End-to-end disaster recovery DATAVERKET 026

Proposed Infrastructure Recovery Disaster recovery Availability Backup Failover

Defines end-to-end disaster recovery as a platform-wide capability spanning control-plane state, workflow transport, secrets, and operator recovery workflows.

Author
Lars Solem
Updated

Status

Proposed on 2026-03-14 by Lars Solem.

Context

Dataverket already has a multi-datacenter failover model, PostgreSQL backup expectations, and storage durability guidance.

What is still missing is an explicit end-to-end disaster recovery posture across the whole platform. Failover and disaster recovery are related, but they are not the same thing.

A service may fail over while still losing state, and a platform may recover data without being able to resume control-plane operation quickly. The architecture needs one clear DR frame that spans those cases.

Decision

Dataverket treats disaster recovery as an explicit platform-wide capability, not a database-only concern.

The disaster recovery model must cover:

  • control-plane state recovery
  • workflow transport recovery
  • inventory and approval state recovery
  • infrastructure configuration recovery
  • secrets and credential-store recovery
  • product-specific data recovery expectations

DR versus failover

Dataverket distinguishes clearly between:

  • Failover Moving active responsibility to another site or component during an outage.

  • Disaster recovery Restoring platform capability and data after loss, corruption, or extended unavailability.

The platform must not use those terms interchangeably.

DR scope

The DR posture must account for at least:

  • PostgreSQL control-plane databases
  • NATS JetStream durable workflow state
  • inventory graph and trust state
  • pending approvals and operator workflow state
  • Talos machine and cluster configuration inputs
  • storage and persistence metadata
  • secrets backend state
  • network intent and rendered configuration history

Recovery classes

The platform should classify recovery needs at least into:

  1. Control-plane critical Services without which operators lose control or visibility.

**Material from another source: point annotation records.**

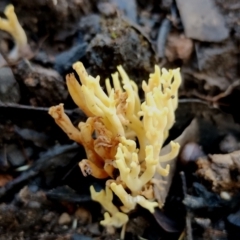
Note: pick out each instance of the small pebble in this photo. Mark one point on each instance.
(94, 229)
(83, 216)
(64, 219)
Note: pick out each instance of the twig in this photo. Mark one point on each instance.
(216, 98)
(28, 107)
(188, 217)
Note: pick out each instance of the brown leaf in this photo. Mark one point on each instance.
(189, 134)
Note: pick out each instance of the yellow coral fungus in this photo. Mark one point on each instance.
(118, 119)
(13, 27)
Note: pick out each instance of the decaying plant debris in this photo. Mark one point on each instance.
(43, 193)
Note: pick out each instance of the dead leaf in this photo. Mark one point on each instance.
(4, 179)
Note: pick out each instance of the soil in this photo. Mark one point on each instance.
(43, 194)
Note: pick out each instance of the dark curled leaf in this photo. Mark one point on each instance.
(168, 224)
(65, 193)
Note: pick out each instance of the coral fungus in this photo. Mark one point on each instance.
(119, 121)
(13, 27)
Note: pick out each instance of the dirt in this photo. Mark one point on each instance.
(43, 194)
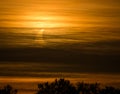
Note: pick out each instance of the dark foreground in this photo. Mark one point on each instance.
(63, 86)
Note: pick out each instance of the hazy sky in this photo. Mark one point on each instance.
(82, 32)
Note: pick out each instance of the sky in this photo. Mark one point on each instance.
(83, 35)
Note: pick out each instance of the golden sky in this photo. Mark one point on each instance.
(63, 13)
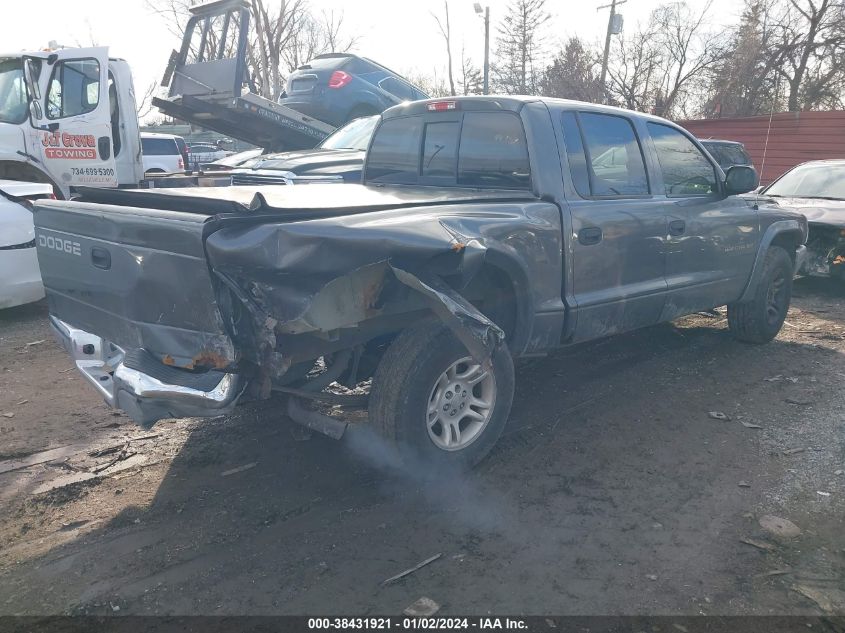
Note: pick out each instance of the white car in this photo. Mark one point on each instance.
(162, 153)
(201, 153)
(20, 277)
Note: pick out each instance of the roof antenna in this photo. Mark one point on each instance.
(766, 145)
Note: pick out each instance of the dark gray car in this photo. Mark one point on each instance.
(486, 229)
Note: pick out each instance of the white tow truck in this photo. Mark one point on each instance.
(68, 116)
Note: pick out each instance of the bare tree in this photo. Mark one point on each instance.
(517, 68)
(809, 41)
(688, 51)
(433, 85)
(446, 32)
(664, 67)
(472, 80)
(575, 73)
(744, 82)
(635, 70)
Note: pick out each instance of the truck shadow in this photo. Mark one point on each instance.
(606, 441)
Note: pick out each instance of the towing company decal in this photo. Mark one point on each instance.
(69, 146)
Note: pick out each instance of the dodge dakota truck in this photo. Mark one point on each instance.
(485, 229)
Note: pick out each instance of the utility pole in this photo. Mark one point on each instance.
(612, 28)
(486, 12)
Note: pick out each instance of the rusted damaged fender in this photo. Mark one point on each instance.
(478, 333)
(326, 276)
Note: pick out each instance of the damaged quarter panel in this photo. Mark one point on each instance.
(332, 273)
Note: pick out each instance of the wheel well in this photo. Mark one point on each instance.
(789, 241)
(492, 291)
(13, 170)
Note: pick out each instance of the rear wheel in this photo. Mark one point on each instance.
(436, 402)
(760, 319)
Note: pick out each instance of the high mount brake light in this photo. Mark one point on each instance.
(339, 79)
(442, 106)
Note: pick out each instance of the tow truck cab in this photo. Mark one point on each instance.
(68, 118)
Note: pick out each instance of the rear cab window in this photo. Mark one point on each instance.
(464, 149)
(686, 170)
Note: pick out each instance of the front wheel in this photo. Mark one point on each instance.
(436, 402)
(760, 319)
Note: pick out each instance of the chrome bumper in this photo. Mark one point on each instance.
(144, 398)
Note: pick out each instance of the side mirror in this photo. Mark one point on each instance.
(35, 111)
(741, 179)
(31, 78)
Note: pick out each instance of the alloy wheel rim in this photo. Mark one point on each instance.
(460, 404)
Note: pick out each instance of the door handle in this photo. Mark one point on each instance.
(589, 236)
(677, 227)
(101, 258)
(104, 147)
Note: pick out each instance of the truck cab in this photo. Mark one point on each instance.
(68, 118)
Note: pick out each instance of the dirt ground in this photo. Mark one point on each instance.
(612, 492)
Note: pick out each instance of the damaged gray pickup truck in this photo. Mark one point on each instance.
(486, 229)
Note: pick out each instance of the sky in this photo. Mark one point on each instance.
(401, 34)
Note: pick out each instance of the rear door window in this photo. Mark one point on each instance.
(686, 170)
(395, 152)
(473, 149)
(615, 165)
(493, 152)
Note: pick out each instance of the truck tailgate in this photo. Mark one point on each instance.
(136, 277)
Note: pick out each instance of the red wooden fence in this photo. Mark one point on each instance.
(794, 137)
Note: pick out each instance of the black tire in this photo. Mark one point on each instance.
(360, 111)
(405, 382)
(760, 319)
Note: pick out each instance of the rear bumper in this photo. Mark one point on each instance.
(144, 397)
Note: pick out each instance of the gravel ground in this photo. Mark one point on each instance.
(614, 491)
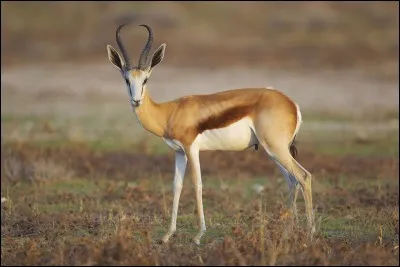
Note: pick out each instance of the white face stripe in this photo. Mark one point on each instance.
(135, 85)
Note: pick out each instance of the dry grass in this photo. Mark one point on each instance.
(115, 214)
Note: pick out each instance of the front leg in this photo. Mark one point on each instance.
(180, 167)
(194, 161)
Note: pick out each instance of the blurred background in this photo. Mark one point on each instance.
(83, 183)
(338, 60)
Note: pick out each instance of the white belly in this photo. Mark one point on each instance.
(237, 136)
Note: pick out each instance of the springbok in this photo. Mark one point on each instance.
(230, 120)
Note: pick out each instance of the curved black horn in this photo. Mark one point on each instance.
(145, 53)
(122, 47)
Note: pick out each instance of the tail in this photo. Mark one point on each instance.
(293, 148)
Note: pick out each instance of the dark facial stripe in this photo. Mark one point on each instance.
(224, 119)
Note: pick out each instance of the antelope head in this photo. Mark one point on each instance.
(135, 77)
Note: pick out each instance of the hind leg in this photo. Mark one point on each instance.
(281, 155)
(294, 187)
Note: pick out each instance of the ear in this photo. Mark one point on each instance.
(158, 56)
(115, 58)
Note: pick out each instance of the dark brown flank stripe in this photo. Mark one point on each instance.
(224, 119)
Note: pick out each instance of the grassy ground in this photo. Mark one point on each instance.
(83, 184)
(101, 202)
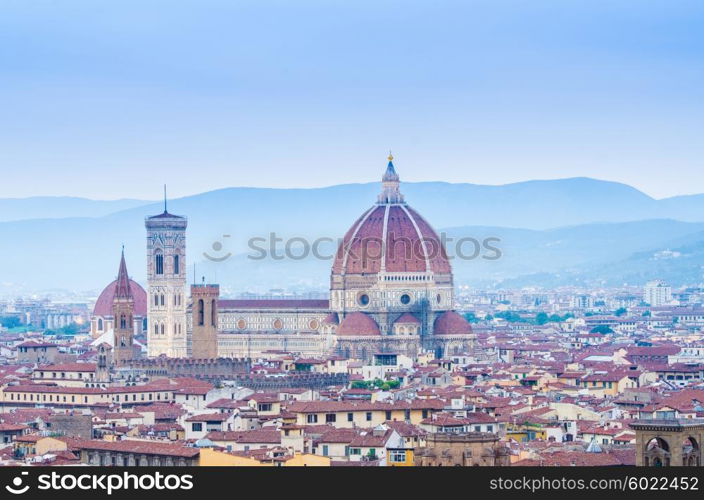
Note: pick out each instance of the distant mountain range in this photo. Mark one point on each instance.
(551, 232)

  2. Platform capability critical Services required to provision, recover, or host tenant workloads.

  3. Tenant data critical Product-specific data with explicit durability and recovery expectations.

This helps avoid pretending every system needs the same RPO and RTO.

For PostgreSQL-backed control-plane state, these classes should be applied per bounded context or service database rather than once for “the cluster” as a whole.

Backup requirements

Backups must be:

  • regular
  • observable
  • restorable
  • scoped to the systems they protect
  • aligned with actual recovery priorities

Backups that cannot be restored under test conditions do not satisfy the DR requirement.

Recovery workflow requirements

The platform must define recovery workflows for:

  • control-plane rebuild or restore
  • database restore and promotion
  • JetStream restore or recovery path
  • secrets backend restore
  • inventory and approval state restore
  • operator recovery visibility during degraded conditions

Recovery should be modeled as an operational workflow, not as tribal knowledge.

Recovery claims should also be exercised in test environments that can simulate site loss, cross-site rebuild, and delayed restoration rather than relying only on document review.

Multi-datacenter requirements

Because Dataverket is multi-datacenter, DR must explicitly define:

  • what survives the loss of one datacenter
  • what must be restored from backup rather than failed over
  • whether recovery happens in-place, cross-site, or by rebuilding elsewhere
  • what operator actions are required during site loss

The platform should never imply that “multi-datacenter” automatically means “fully disaster-proof”.

Exercising recovery

The DR posture must include recurring exercises for:

  • loss of one datacenter
  • restore from backup when failover is not sufficient
  • promotion or rebuild in an alternate site
  • operator runbook execution during partial or prolonged outage

These exercises may use simulation or staged environments rather than production, but they must be realistic enough to validate the stated recovery path.

Operator visibility requirements

Operators must be able to answer:

  • what data and state are protected
  • where backups or replicas exist
  • what the expected recovery path is
  • which systems are currently in a recoverable versus non-recoverable posture

DR posture must be inspectable, not assumed.

Explicit non-decisions for now

This ADR intentionally does not yet choose:

  • exact RPO and RTO targets
  • exact backup tooling across all domains
  • exact cross-site restore orchestration
  • exact product-specific DR guarantees

Those require later selection and product-specific ADRs.

Consequences

  • disaster recovery is now wider than PostgreSQL alone
  • platform claims about resilience must be backed by actual recovery design
  • service teams must think about recoverability as part of architecture, not only availability

Decision Outcome

Proposed. This ADR records the current preferred direction and still needs acceptance before it becomes binding.

More Information

  • RPO and RTO targets by recovery class
  • JetStream backup and recovery strategy
  • secrets backend backup and recovery strategy
  • infrastructure configuration backup and restore strategy

Audit

  • 2026-03-14: ADR proposed.